If the marriage has lasted 20 years or more, the former spouse of a person who has completed military service has completed a minimum of 20 years of service and there has been an overlap of at least 15 years between the two, the former spouse of a person who has completed military service shall be entitled to one year of transitional health benefits.
If the marriage has lasted at least 20 years, the former spouse has served in the military for at least 20 years and for at least 10 years, and if the former spouse has been a victim of domestic violence reported by the person who served in the military, the spouse shall be entitled to all military benefits. This form of benefit is referred to as a full benefit in certain circumstances.
Filing for divorce and Asset Division for a Military Divorce in the Golden State
In the State of California, the procedure for applying for a military divorce is almost identical to that of any other divorce. The military partner must receive both a summons and a copy of the petition for divorce, as described above.
Since California is a community property state, there seems to be a clear expectation that, during the marriage, all assets and debts accumulated by the couple will be treated as collective property. Any property owned before marriage to a spouse or any property acquired after marriage by inheritance or gift is generally considered to belong only to that spouse – with a few exceptions.
Where property held in the name of both spouses before the marriage is titled after the marriage, then it will be considered to belong to that spouse. When a partner is added to the other spouse’s bank account after marriage, then all the money in that account – whether obtained before or after the marriage – is considered marital, communal, and split property. In other words, if you want to keep the property you had before the marriage in addition to the marital property, you must also keep it separately in the marriage.
Community property laws generally divide matrimonial property in half, unlike equitable division laws in many states, which are designed to divide matrimonial property equally rather than fairly. A military divorce poses problems such as the separation of the couple for long periods of time, and the more complex separation of assets and liabilities layered at the top.
Child Support Orders in a Military divorce
If minor children are in military marriage, the amount of child support does not exceed 60 per cent of the military partner’s pay and benefits, combined with any spousal support that may be given.
Apart from this clause, child support is calculated just as it would be in a civil divorce in the Golden State. Child support is based on a complex formula that takes into account both parents’ incomes, how much time each parent gets with the child or children and the tax benefits that each parent has available.

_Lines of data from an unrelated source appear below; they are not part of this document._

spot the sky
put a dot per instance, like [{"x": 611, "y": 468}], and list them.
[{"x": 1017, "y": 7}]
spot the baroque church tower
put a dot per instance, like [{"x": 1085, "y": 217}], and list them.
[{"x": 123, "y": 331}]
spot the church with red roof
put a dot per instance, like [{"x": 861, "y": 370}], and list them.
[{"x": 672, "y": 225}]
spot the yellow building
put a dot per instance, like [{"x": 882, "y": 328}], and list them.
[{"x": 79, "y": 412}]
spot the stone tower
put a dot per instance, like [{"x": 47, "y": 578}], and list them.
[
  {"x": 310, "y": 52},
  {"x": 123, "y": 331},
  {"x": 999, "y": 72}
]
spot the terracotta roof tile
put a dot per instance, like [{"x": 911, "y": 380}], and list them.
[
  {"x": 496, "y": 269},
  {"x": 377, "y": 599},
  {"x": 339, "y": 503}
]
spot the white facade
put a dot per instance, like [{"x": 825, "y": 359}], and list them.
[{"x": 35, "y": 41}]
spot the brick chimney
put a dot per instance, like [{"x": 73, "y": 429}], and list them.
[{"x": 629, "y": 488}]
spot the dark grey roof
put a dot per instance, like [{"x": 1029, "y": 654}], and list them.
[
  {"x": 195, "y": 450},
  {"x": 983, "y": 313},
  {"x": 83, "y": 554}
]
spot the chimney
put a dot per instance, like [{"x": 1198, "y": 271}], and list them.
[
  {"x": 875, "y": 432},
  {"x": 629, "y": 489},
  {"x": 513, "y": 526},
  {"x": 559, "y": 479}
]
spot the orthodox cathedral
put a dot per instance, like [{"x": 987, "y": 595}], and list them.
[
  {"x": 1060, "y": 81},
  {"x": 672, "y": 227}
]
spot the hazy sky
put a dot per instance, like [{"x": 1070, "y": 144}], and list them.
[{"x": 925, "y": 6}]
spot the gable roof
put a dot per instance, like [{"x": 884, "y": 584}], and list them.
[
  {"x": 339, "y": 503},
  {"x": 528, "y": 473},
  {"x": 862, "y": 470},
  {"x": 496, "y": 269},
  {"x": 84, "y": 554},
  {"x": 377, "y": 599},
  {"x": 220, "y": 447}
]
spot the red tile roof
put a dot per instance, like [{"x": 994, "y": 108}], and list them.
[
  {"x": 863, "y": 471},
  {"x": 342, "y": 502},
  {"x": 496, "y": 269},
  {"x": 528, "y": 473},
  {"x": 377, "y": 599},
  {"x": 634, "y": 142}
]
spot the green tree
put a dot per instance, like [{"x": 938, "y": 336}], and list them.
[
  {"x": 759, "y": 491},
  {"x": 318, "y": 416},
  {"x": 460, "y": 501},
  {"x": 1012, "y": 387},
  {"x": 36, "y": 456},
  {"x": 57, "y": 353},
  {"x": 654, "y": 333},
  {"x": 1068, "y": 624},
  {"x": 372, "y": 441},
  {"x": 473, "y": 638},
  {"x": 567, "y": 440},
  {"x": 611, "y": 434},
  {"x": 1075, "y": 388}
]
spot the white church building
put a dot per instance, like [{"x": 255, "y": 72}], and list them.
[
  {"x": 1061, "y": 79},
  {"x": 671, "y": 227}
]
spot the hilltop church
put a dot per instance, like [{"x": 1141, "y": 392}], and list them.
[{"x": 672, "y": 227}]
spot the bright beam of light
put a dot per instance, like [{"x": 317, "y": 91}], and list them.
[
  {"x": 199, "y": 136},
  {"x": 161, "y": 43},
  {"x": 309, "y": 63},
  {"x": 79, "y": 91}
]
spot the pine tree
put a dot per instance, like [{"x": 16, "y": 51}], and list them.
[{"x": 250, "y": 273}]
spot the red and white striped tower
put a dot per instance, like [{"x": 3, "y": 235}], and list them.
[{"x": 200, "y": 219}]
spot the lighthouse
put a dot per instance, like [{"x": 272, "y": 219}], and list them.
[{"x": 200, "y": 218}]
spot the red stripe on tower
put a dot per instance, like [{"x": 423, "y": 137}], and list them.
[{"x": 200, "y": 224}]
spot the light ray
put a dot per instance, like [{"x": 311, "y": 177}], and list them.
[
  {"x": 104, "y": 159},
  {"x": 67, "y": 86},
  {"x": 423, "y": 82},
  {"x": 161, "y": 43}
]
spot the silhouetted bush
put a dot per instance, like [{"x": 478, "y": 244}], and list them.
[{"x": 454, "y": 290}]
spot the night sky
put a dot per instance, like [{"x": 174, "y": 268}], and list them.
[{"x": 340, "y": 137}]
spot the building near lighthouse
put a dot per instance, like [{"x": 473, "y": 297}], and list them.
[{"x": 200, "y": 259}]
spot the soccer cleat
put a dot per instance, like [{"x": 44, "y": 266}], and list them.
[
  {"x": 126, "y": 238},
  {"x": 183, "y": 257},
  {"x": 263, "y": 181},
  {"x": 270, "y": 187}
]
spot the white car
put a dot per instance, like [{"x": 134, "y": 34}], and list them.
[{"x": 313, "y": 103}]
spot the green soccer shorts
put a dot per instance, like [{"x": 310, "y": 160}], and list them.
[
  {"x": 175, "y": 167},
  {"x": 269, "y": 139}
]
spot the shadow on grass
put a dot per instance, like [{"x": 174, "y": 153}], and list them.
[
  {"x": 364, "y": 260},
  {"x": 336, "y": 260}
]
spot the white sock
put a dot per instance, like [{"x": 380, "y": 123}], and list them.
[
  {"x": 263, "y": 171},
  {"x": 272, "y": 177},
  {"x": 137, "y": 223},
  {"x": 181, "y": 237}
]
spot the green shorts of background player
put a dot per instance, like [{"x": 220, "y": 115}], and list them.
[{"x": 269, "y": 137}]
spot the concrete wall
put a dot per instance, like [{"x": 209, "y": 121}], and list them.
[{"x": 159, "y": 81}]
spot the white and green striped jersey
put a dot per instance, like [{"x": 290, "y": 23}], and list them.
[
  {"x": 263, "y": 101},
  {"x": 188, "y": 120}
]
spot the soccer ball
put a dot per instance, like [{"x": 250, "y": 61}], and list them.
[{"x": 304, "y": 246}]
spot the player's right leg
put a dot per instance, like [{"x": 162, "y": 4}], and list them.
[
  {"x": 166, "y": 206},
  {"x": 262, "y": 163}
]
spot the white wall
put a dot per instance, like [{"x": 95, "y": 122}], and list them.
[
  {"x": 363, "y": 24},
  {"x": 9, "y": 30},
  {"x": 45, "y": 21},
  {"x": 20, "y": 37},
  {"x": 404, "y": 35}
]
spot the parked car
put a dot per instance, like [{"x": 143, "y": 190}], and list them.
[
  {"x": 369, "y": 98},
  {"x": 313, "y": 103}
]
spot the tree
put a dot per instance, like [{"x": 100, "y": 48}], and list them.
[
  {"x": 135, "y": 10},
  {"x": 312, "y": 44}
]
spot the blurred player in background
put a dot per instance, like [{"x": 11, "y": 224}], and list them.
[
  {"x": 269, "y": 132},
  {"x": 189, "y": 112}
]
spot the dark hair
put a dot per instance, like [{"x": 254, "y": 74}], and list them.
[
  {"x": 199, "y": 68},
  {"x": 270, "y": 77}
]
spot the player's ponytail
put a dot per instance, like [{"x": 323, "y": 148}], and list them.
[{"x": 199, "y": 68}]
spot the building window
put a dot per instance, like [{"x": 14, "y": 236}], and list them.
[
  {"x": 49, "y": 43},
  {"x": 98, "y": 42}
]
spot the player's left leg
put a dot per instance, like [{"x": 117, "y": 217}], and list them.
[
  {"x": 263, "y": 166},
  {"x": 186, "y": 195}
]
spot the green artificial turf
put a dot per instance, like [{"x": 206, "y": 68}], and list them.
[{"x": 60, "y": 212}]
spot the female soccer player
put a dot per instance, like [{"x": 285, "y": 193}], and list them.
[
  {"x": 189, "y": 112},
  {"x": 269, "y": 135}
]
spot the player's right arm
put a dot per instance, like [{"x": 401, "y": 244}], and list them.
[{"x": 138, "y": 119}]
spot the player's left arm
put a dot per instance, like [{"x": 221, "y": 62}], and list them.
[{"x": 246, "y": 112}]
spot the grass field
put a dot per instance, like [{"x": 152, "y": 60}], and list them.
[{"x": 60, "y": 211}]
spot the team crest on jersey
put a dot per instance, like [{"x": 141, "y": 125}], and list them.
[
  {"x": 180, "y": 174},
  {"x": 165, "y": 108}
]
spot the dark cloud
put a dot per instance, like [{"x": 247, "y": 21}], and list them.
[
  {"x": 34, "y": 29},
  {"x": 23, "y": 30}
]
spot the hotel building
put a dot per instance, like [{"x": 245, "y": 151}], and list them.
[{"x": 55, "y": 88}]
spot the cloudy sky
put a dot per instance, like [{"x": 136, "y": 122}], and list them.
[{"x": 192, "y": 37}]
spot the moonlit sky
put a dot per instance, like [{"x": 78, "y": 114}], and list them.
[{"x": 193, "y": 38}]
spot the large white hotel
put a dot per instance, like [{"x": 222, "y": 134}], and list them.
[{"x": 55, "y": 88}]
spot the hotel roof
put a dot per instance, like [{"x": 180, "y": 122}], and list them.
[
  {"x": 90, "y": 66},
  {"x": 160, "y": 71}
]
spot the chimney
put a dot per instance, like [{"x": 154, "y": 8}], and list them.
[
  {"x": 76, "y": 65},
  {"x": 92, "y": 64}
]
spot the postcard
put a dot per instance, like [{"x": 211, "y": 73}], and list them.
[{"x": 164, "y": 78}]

How an Experienced Riverside Military divorce Attorney Can Be of Service
For a predominantly non-military party, an attempt to circumvent military divorce is a bad idea. Unless the divorce application mentions the spouse’s military status, some form of default judgment must be set aside. Since there are possible issues regarding a military divorce in California, your main concern will be to ensure that your interests are properly protected. Your attorney will be able to accurately determine your marital assets, taking into account any medical benefits to which your military spouse may be entitled. Therefore, if minor children are involved, you must ensure both an equitable division of property and a rational custody arrangement.